Осадным делам – пушкам – царь Иван всегда уделял особое внимание. Артиллерия составляла особый род войск, и царь заботился о подготовке искусных пушкарей. По зимам в присутствии Ивана Васильевича и ближних бояр устраивались опытные стрельбы, и наиболее отличившихся пушкарей царь награждал.
Русские пушкари первыми додумались ставить мелкие и средние пушки на колеса – лафеты. Это сделало московскую артиллерию наиболее подвижной, способной к быстрому перемещению с одной позиции на другую. Так полковые пушки появились впервые на Руси.
За пушками шел обоз. В телегах лежали бочки с зельем, окутанные мокрой шерстью и рогожами.
В одной из телег сидел бывший казанский пленник – оружейник Кондратий. Узнав, что готовится новый поход на Казань, он выпросился в пушкари.
– Я и стрелять могу, – уверял Кондратий начальника артиллерии, дьяка Выродкова, – и зелье готовить, и пищаль починить… Даром хлеб есть не буду! А человек я одинокий, и коли придется под Казанью голову сложить, по крайности не зря погину, а за дело русское…
Оружейник горел одним желанием: посчитаться с неверными за мучения, перенесенные в плену.
Стольника Ордынцева не было при пушечном обозе: царь не разрешил ему отправиться в поход, несмотря на его горячие мольбы.
– Нестаточное замыслил, Григорьевич, – сказал царь Ордынцеву. – Ты в поход уйдешь, а кто станет наряд готовить, новые пушки лить? Воинское дело переменчиво, и может статься, много еще нам осадных дел понадобится, прежде нежели покончим с Казанью. В храбрость твою я верю, но не то нужно, чтоб ты десяток ворогов своей рукой убил. Замыслы мои обширны, много будет походов, и судьба твоя – стать моим верным помощником, пушек давать побольше да хороших, какие у тебя теперь пошли…
Впервые царь так явно дал понять Ордынцеву, что доволен его работой. Это утешило Федора Григорьевича, и он стал еще больше сил отдавать работе на Пушечном дворе.
К третьему походу на Казань русские воеводы готовились тщательно. Сделано было то, о чем не слыхивали прежние полководцы: царь и его помощники пригласили козмографов[147] с их картами, узнали, какими местами придется идти войску, где нужно наводить мосты.
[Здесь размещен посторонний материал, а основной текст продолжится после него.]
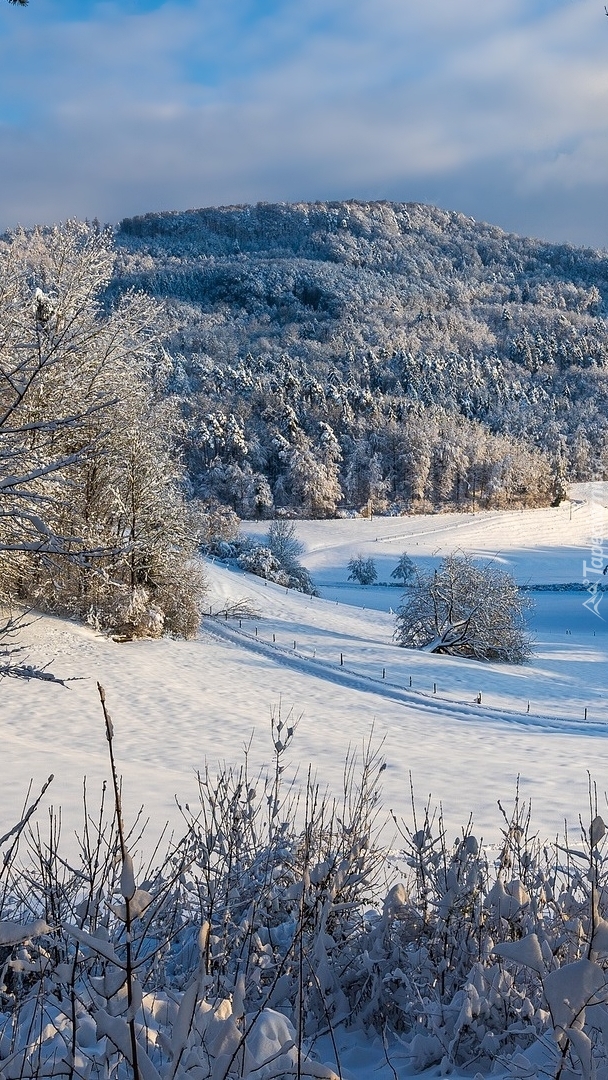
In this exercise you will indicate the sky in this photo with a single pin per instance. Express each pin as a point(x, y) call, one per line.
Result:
point(498, 109)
Стало ясно: чтобы не отвлекать войско побочными заботами, в походе понадобится большой отряд строителей; их набрали в Москве и в ближайших городах. Отряд возглавляли несколько мастеров, а старшим был поставлен Голован, несмотря на его молодость и на отказы от почетной должности. Случилось так потому, что Голован при построении Свияжской крепости заслужил особое благоволение начальника розмыслов[148] Ивана Выродкова.
Теперь обоз строителей шел непосредственно за пушкарями. Широкогрудые, сильные кони везли телеги, тяжело нагруженные огромными коваными гвоздями и железными скобами, топорами и прочим плотничьим инструментом.
Голован ехал на рослом рыжем коне; за ним трусил на пегой лошаденке неразлучный товарищ – Аким Груздь.
У Андрея на душе было радостно: исполнилось его давнее желание – он ехал освобождать наставника. Голован крепко надеялся, что Никита жив, что они свидятся и настанет час, когда они вдвоем снова пойдут из города в город, из села в село по просторной русской земле…
А рать шла и шла, как широкая, многоводная река лилась. Шагали пищальники в темных полукафтаньях, за ними на телегах везли громоздкие ружья и сошки к ним. Ехали всадники с копьями, с топорами, саблями; у седел болтались луки и колчаны, упрятанные в чехлы – саадаки.
Вперед, на Волгу!..
Глава IV
Нашествие крымских татар
Русское войско выступило из Москвы 16 июня 1552 года. К полудню царский поезд достиг села Коломенского, невдалеке от южной окраины Москвы.